– Tu y perdras cependant, mon maître, continua le Diable, car j’avais une bonne scène à te raconter : c’est le conciliabule qui fut tenu entre Juliette, de Cerny et Gustave de Bridely. Tu y aurais vu l’impuissance enragée du grand seigneur se mettant au niveau des petites infamies d’une fille publique et d’un intrigant ; tu y aurais vu le vice, la méchanceté, la soif de l’or, s’avançant pas à pas, se tâtant l’un l’autre, puis se reconnaissant tous pour gens de même compagnie, se démasquant effrontément et se saluant en se tendant la main. Ainsi Juliette vendit à M. de Cerny le secret de ta fuite avec Léonie, à la condition qu’il l’aiderait à obtenir enfin de M. de Paradèze, oncle par alliance de M. de Cerny, qu’il voulût bien la reconnaître comme sa petite-fille et qu’il ferait tout pour empêcher madame de Cauny, maintenant, madame de Paradèze, de reconnaître Eugénie pour la fille qui lui avait été enlevée.

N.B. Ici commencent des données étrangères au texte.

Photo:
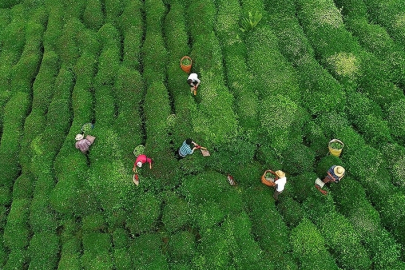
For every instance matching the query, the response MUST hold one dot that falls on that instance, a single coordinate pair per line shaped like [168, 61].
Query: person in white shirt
[194, 82]
[280, 183]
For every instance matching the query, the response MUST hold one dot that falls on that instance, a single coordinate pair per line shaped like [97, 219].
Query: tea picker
[334, 174]
[140, 160]
[194, 82]
[83, 139]
[275, 179]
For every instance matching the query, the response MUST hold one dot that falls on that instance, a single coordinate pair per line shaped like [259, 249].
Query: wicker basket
[269, 182]
[333, 151]
[186, 68]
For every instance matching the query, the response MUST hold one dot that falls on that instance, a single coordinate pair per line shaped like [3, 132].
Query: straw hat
[339, 171]
[280, 174]
[79, 137]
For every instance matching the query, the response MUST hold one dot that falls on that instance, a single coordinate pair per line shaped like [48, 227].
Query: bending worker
[335, 174]
[187, 148]
[194, 82]
[140, 160]
[280, 183]
[82, 143]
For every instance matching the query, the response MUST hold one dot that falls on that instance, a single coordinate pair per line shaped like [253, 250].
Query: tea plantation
[279, 81]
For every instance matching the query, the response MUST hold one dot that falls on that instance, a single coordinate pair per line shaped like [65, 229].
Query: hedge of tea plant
[274, 91]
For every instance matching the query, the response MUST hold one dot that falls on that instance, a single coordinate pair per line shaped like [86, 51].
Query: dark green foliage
[298, 159]
[23, 187]
[9, 3]
[16, 231]
[396, 118]
[200, 18]
[16, 260]
[175, 214]
[182, 246]
[144, 213]
[14, 113]
[325, 163]
[96, 254]
[70, 255]
[302, 185]
[345, 241]
[281, 118]
[291, 211]
[94, 223]
[264, 58]
[147, 254]
[268, 227]
[44, 256]
[309, 247]
[43, 87]
[93, 16]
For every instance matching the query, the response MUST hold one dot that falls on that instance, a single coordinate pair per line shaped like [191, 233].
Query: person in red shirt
[140, 160]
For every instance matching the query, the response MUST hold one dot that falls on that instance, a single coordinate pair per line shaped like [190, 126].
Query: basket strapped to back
[269, 182]
[139, 150]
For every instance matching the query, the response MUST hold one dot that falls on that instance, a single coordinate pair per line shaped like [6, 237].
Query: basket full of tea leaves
[335, 147]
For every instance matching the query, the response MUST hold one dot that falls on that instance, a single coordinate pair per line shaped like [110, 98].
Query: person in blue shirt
[187, 148]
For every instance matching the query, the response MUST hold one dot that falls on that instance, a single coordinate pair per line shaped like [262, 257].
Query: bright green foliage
[175, 213]
[264, 58]
[146, 252]
[309, 247]
[16, 230]
[70, 255]
[96, 254]
[182, 246]
[145, 212]
[247, 24]
[215, 119]
[396, 119]
[298, 159]
[44, 256]
[93, 16]
[281, 118]
[291, 211]
[344, 241]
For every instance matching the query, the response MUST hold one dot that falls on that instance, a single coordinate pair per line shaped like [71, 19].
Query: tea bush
[395, 119]
[302, 185]
[147, 253]
[16, 231]
[182, 246]
[200, 18]
[44, 256]
[344, 241]
[264, 58]
[298, 159]
[389, 15]
[145, 212]
[16, 259]
[175, 213]
[93, 16]
[281, 120]
[96, 251]
[70, 255]
[309, 247]
[270, 235]
[291, 212]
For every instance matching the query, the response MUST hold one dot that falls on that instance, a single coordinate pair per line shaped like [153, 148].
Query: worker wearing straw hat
[280, 183]
[83, 143]
[334, 174]
[194, 82]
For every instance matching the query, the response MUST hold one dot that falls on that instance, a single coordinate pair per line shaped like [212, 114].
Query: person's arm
[149, 160]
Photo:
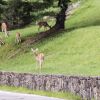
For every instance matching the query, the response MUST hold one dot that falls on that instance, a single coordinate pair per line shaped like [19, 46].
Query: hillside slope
[75, 51]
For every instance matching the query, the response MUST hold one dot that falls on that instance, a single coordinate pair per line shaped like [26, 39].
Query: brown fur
[18, 38]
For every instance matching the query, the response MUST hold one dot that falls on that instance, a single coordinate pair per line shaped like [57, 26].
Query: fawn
[4, 28]
[1, 42]
[38, 56]
[18, 38]
[43, 24]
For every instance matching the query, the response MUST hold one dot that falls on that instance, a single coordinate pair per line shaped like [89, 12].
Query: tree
[60, 23]
[17, 13]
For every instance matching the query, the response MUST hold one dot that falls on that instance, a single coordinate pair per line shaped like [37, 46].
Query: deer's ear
[36, 49]
[32, 49]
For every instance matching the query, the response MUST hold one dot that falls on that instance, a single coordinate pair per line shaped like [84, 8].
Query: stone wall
[86, 87]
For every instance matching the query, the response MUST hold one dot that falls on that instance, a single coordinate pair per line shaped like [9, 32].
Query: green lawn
[65, 96]
[75, 51]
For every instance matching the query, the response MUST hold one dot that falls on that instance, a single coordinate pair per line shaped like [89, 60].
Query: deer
[38, 56]
[18, 38]
[1, 42]
[4, 29]
[42, 24]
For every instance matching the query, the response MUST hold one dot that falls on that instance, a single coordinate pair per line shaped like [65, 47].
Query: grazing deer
[43, 24]
[18, 38]
[38, 56]
[1, 42]
[4, 29]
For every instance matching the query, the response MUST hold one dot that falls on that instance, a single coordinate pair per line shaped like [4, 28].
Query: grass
[65, 96]
[75, 51]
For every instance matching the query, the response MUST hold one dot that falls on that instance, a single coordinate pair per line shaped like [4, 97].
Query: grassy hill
[75, 51]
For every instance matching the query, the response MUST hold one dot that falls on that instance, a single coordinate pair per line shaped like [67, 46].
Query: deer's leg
[6, 33]
[39, 28]
[40, 63]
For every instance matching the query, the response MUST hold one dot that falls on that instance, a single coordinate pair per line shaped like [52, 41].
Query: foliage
[17, 13]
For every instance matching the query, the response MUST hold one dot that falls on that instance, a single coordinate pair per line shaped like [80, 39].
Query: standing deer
[43, 24]
[1, 42]
[4, 29]
[38, 56]
[18, 38]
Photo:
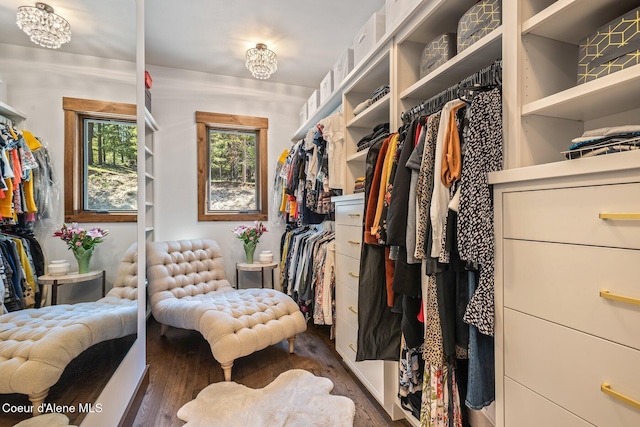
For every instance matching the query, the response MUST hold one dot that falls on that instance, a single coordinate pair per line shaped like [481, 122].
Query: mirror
[98, 63]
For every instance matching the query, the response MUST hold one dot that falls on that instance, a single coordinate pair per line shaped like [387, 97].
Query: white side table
[255, 267]
[64, 279]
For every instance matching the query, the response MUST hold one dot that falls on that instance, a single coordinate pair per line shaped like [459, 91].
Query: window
[100, 165]
[232, 167]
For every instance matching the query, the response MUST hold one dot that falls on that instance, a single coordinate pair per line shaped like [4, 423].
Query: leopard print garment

– Et de quel salaire le marquis de Bridely a-t-il payé ce service ? dit Luizzi interrompant le Diable.
– Il l’a payé du nom et de la fortune qu’il a volés. À l’heure où je te parle, il y a promesse de mariage entre le marquis Gustave de Bridely et Juliette ta sœur.

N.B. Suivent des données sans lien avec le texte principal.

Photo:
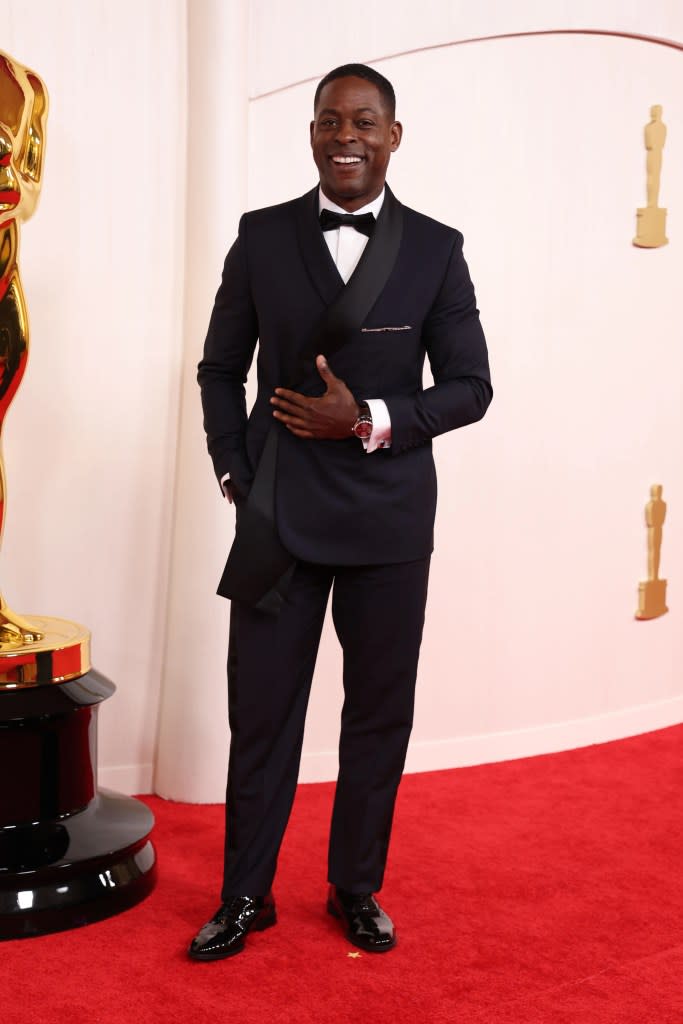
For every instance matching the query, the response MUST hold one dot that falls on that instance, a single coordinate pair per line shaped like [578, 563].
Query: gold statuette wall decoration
[32, 650]
[652, 593]
[651, 220]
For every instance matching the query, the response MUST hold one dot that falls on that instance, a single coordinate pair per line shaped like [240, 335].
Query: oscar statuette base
[650, 227]
[651, 599]
[70, 853]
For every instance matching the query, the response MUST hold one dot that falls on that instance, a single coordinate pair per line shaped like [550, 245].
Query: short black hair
[361, 71]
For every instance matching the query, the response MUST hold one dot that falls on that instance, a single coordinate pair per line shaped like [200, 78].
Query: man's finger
[324, 370]
[293, 396]
[290, 420]
[299, 433]
[290, 408]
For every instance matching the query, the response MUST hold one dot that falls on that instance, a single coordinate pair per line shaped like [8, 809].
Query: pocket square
[379, 330]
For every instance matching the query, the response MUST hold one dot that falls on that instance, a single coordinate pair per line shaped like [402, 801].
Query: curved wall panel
[532, 146]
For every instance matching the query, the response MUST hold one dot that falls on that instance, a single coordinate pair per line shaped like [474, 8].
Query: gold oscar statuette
[652, 592]
[651, 220]
[33, 650]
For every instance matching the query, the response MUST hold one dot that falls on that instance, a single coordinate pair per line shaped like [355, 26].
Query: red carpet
[543, 891]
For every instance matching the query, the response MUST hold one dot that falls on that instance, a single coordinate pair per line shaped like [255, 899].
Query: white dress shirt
[346, 247]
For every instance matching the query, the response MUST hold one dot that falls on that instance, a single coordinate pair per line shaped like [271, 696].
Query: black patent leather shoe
[368, 927]
[225, 934]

– Mais elle aimait Henri Donezau ? reprit le baron.
– C’est-à-dire, ajouta le Diable, qu’il valait mieux être la maîtresse d’Henri Donezau à qui un sot avait donné vingt-cinq mille livres de rente, que d’être fille publique ou religieuse ; mais il valait mieux être l’épouse légitime de M. le marquis de Bridely que la maîtresse de M. Henri Donezau. Ta sœur n’a pas hésité un moment.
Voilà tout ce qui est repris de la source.